Multiple C/C++ optimization algorithms (derivative and derivative-free optimization) for finding the local minimum of an objective function (cost function). Algorithms: Grid-Search, Pattern-Search, Golden-Ratio, Gradient Descent, Newton, Quasi-Newton, Cauchy/Steepest Descent.
All the algorithms were written and documented by me. The graphs were made using Matplotlib module in Python, while reading the data points from .CSV files (.csv files were generated within the C/C++ algorithms).
Contents:
- Optimization-Algorithms-Find-local-minimum
- One-Dimensional Derivative-Free Algorithms
- One-Dimensional Derivative Algorithms
- Two-Dimensional Derivative-Free Algorithms
- Two-Dimensional Derivative Algorithms
- Gradient Descent (2D First Order Derivative Algorithm)
- Cauchy / Steepest Descent (2D First Order Derivative Algorithm for quadratic functions)
- Conjugate Gradients (2D First Order Derivative Algorithm for quadratic functions)
- Classic Newton method (2D Second Order Derivative Algorithm for non-quadratic functions)
- Quasi-Newton method (2D Second Order Derivative Algorithm for non-quadratic functions)
The algorithm goes through all the samples (all the values of the cost function) and stores the lowest value found.
The algorithm starts with a large interval, and then successively reduces the size of the interval until it brackets the root.
Same as the Dichotomy method, but the cuts are chosen in relation to the golden ratio (1+sqrt(5))/2 = 1.618.
Gradient descent is a first-order iterative optimization algorithm for finding a local minimum of a differentiable function. It starts with a chosen starting point and moves in the given direction of the derivative with the changed sign
Newton's method can conceptually be seen as a steepest descent method. Newton's method uses curvature information (i.e. the second derivative) to take a more direct route.

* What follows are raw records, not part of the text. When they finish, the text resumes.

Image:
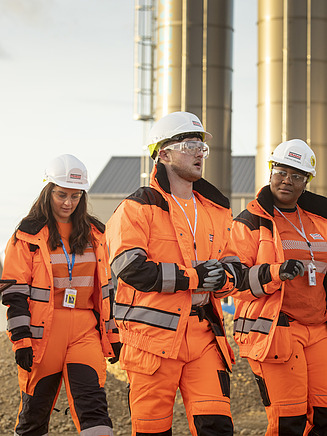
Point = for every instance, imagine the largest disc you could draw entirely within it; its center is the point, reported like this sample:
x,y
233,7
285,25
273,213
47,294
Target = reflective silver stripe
x,y
37,331
45,434
99,429
149,316
18,321
63,282
168,277
105,292
39,294
229,259
318,246
21,289
111,324
252,325
125,259
60,258
254,282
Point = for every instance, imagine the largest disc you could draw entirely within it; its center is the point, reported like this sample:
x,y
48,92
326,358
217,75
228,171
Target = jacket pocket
x,y
280,349
134,359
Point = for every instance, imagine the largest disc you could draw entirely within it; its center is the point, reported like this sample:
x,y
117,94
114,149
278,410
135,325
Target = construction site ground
x,y
247,409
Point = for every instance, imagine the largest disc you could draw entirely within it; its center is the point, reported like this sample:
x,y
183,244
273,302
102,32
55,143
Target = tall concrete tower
x,y
292,85
194,72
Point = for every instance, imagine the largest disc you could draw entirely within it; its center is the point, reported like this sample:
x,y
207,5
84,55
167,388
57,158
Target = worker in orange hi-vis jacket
x,y
280,320
59,318
169,248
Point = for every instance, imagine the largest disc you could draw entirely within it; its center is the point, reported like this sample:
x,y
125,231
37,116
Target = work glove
x,y
290,269
212,276
116,346
24,358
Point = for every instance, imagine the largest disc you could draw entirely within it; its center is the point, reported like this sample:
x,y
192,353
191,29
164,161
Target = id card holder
x,y
70,298
312,274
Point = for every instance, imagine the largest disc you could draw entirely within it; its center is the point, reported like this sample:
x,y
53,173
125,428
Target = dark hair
x,y
41,215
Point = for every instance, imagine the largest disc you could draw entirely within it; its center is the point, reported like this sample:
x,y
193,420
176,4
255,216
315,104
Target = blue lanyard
x,y
188,221
69,264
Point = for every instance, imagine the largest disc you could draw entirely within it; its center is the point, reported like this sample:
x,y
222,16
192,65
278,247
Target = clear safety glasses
x,y
190,147
62,196
294,178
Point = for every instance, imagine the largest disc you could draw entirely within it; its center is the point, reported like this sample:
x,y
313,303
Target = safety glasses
x,y
294,178
190,147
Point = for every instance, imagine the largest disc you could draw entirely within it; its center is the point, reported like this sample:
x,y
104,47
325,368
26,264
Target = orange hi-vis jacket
x,y
152,269
260,328
31,301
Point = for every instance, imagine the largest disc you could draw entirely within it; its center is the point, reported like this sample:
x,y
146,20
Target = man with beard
x,y
171,262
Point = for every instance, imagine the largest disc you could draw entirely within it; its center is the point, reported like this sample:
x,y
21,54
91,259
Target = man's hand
x,y
24,358
290,269
212,276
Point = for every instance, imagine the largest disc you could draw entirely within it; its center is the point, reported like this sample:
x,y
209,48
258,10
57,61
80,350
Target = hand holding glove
x,y
212,276
24,358
290,269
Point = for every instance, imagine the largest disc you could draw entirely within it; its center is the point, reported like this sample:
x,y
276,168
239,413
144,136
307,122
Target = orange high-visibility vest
x,y
31,300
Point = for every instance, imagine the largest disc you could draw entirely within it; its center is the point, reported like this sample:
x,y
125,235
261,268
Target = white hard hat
x,y
171,125
296,154
68,172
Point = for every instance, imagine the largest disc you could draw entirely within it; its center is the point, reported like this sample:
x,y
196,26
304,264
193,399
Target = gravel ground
x,y
247,409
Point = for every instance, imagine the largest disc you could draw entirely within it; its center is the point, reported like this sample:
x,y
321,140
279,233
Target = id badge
x,y
70,298
312,274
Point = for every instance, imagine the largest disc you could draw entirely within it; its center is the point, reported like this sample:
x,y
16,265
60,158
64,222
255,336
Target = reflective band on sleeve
x,y
18,321
20,289
37,331
105,292
246,326
254,282
229,259
156,318
38,294
168,277
95,431
125,259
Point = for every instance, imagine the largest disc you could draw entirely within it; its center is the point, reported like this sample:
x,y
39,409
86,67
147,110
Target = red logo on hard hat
x,y
75,176
295,155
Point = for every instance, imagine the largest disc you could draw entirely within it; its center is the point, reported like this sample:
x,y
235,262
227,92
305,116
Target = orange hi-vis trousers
x,y
198,372
295,393
73,353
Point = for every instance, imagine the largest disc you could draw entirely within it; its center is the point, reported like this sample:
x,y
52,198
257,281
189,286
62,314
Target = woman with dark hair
x,y
59,317
280,318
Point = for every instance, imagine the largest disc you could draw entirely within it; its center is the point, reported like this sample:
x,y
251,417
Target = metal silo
x,y
194,72
292,67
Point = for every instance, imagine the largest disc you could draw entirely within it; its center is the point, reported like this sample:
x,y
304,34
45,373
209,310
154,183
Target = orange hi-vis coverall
x,y
152,255
280,327
68,343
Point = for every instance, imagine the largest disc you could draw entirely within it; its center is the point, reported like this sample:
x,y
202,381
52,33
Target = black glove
x,y
290,269
212,276
116,346
24,358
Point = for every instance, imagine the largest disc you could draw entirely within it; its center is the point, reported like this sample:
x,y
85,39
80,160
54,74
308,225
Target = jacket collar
x,y
33,227
202,186
308,201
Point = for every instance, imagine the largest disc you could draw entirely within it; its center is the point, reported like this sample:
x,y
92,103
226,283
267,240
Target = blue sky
x,y
66,86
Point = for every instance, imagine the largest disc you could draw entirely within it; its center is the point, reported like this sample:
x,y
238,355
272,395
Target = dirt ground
x,y
247,409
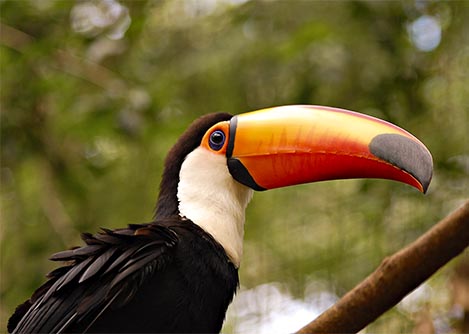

Same as Newton's method, but it uses the previous point (stored in a variable) to approximate the 2nd derivative.
- Choose a set of directions (a non-negative base)
- Choose an initial alpha step and a starting point (x0 x1)
- Calculate samples from each direction (X_new = X_current + step, where step = alpha*direction)
- Check if value of cost function is decreasing. If not, decrease the step size (by half).
Same as Direct Search but the size of the step is chosen using a one-dimensional (1D) optimization algorithm.
We wanb to find the best direction for cost function to decrease (residual value) which is equal to the negative gradient:
- Choose a starting point x (x is a 2-dimensional vector)
- Compute the residual value r(x) = -grad f(x)
- Compute the optimum step using a 1D optimization algorithm: step = arg min(f(x) + lambda*r(x))
- Move with the step = lambda*r: such as x = x + lambda* r
Same as Cauchy method, but the convergence speed is improved by removing the advance on orthogonal directions (zig-zag), by using other search directions such as conjugate directions.
- Choose a starting point x (x is a 2-dimensional vector)
- Compute the gradient g(x) and the hessian matrix H(x) in that point
- Move forward with x = x -(H(x))^-1*g(x) For quadratic cost funcion, the optimum is found in a single iteration.
Instead of computing the inverse hessian matrix, we use an approximation of it in order to avoid memory and processor overload. To approximate the Hessian inverse, we use the Davidon-Fletcher-Powell estimation.